Since the US Government has released some of the documents seized during the raid on Usama Bin Laden, I have been reading a fair amount of the analysis that the intelligence agencies have come up with. It was interesting (and satifsyfing) to see that his ruminations dealt with his perception of a crumbling terrorist network as well as having grandiose schemes of attacking Americans that were far from reality, or at least what could be done with a decimated organization. It was also interesting to note that all the analysts agree; Bin Laden was out of touch with the realities of his organization as he was so removed from the day to day activities of that group.
Given his circumstances, it is easy to see why this would happen; he was so insulated that his only communications came through a small number of channels (individuals). If you have ever been in charge of anything, you will find quickly that if you limit the flow of incoming information you also limit the depth of that information. An example would be if you were a CEO and you depend on a small number of assistants to keep you "up to date" on the happenings of the company. You have just limited your information to a level of what your assistants think you should know and may leave out something that you may have found important had you known. You see this on an individual basis when a Scoutmaster would come to me and make an accusation about an event or an individual based on what a 11 year/old scout would tell him/her. The information passed to the Scoutmaster was formed on the scout's perception and not reality. Once the flow of information was opened and the facts come to light, then the reality comes out and the Scoutmaster has that "aha" moment (though seldom to I ever hear an apology for the false accusation that was made....perhaps that is because the Scoutmaster felt duped as well).
I find this issue with my work as well as with the Boy Scouts. At work, there are many departments that have control over various services. Unfortunately some of the managers or directors of those departments depend on a small group of people to "keep them informed". If an issue develops that is not important to any one of that small group; the manager or director will never hear it as it was nothing to be "kept informed" of. Once it becomes a major issue it becomes apparent to the manager or director that they are not in control of something they are supposed to be in control of. This is how military officers or government officials lose their job. They may not have been the cause of an issue, but they are held responsible as they should know what is going on. At work, small things become big things and then blow up. In the aftermath the powers that be find out that it could have all been easily taken care of if the ones in charge just paid attention to what was in their control and utilized the resources that were easily available to them.
For the BSA the same is true. I have lamented many times about changes in uniforms, rules, NCS requirements and the such. It is my opinion that the decisions made affecting certain aspects of the national scouting program are made by individuals that do not have "feet on the ground". I think if you got a large group of current Scoutmasters (and by Scoutmasters I mean people aged 30-50 with children currently in the program and have gone through adult leader training) from across the nation into a (very large) room and asked them what they needed in a scout uniform......you would get a practical uniform. If you put their spouses in another room, you would get a good idea of what that uniform should cost and how often it should be changed. The same thing goes for summer camping program and regulations.
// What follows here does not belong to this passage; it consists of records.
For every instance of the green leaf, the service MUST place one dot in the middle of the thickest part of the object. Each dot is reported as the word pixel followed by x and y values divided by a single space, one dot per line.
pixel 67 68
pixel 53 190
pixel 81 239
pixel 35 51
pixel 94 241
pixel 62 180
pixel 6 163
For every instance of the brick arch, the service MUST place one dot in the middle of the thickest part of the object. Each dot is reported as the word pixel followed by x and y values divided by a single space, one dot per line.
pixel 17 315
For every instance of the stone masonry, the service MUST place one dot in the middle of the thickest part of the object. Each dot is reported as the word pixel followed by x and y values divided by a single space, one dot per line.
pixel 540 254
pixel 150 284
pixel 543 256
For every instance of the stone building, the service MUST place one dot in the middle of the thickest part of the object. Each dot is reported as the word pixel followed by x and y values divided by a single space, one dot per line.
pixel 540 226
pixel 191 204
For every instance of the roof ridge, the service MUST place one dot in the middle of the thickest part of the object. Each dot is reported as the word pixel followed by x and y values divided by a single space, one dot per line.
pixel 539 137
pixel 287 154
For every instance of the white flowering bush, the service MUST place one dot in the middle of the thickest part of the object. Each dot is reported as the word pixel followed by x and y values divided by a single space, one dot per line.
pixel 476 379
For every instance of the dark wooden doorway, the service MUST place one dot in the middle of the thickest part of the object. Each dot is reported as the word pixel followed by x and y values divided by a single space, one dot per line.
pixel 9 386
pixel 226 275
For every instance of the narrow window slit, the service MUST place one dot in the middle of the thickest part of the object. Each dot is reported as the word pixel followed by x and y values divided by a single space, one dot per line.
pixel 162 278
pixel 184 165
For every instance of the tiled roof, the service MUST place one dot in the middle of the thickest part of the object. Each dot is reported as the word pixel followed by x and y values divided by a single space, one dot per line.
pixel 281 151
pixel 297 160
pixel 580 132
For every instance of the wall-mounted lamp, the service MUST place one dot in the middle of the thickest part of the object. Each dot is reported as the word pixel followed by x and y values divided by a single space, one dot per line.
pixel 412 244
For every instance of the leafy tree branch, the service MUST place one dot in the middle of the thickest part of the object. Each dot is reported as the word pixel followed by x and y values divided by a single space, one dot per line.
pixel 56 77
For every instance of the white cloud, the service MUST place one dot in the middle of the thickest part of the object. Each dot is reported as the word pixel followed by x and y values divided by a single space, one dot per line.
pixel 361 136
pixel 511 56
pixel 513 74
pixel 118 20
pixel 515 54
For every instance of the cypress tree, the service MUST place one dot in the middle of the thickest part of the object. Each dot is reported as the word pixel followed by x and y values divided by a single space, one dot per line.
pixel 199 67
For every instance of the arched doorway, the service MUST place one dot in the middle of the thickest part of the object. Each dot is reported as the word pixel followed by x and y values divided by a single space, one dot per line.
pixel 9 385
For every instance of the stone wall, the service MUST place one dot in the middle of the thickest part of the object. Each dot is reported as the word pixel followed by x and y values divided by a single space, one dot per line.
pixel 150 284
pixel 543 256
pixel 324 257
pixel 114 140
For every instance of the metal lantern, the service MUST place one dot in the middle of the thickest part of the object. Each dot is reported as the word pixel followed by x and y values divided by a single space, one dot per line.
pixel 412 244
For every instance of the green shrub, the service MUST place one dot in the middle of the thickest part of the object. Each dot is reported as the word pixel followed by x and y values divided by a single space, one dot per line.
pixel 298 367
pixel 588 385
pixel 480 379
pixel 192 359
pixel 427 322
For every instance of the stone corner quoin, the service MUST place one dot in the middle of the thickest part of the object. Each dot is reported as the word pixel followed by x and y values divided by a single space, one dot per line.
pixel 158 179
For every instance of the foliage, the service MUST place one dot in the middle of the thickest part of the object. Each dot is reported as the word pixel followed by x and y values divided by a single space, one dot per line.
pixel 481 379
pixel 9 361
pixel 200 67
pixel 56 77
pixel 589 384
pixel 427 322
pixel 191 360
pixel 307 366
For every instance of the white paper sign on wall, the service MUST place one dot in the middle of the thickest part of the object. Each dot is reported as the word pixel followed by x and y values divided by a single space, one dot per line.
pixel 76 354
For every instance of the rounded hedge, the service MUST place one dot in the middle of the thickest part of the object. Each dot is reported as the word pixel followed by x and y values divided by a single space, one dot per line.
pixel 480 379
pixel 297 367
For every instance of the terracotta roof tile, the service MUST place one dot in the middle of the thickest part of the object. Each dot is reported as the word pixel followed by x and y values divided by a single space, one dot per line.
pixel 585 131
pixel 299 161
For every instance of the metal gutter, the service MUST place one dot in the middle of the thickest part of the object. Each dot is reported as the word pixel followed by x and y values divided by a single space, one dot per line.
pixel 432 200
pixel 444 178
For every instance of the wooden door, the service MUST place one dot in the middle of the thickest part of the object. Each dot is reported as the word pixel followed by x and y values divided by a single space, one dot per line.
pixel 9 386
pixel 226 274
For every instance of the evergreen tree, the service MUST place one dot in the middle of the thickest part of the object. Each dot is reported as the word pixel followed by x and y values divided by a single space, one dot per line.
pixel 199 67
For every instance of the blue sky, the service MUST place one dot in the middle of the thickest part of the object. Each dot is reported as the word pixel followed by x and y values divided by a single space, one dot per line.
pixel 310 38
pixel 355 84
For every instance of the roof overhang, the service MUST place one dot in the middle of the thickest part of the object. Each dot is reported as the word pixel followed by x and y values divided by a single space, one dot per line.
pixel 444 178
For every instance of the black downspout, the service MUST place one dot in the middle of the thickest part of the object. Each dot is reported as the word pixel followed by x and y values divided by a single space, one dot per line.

Put a large group of camp leaders (and by camp leaders I mean individuals who have had leadership roles in resident camps for over ten years AND they still are actively providing program AND living on the facility during operations) into a (very small) room and you will have a practical program outline, standards and requirements for certified leaders. People on the ground know what they need and yes, they need to be tempered by federal/state/county regulations as well as the limitation of resources and finances. None the less, it makes no sense for a bunch of "suits" who have memories of camp staff from years past to decide what should be done. It is grandiose, somewhat unattainable and very much out of touch with reality. Keep your feet on the ground and focus on substance.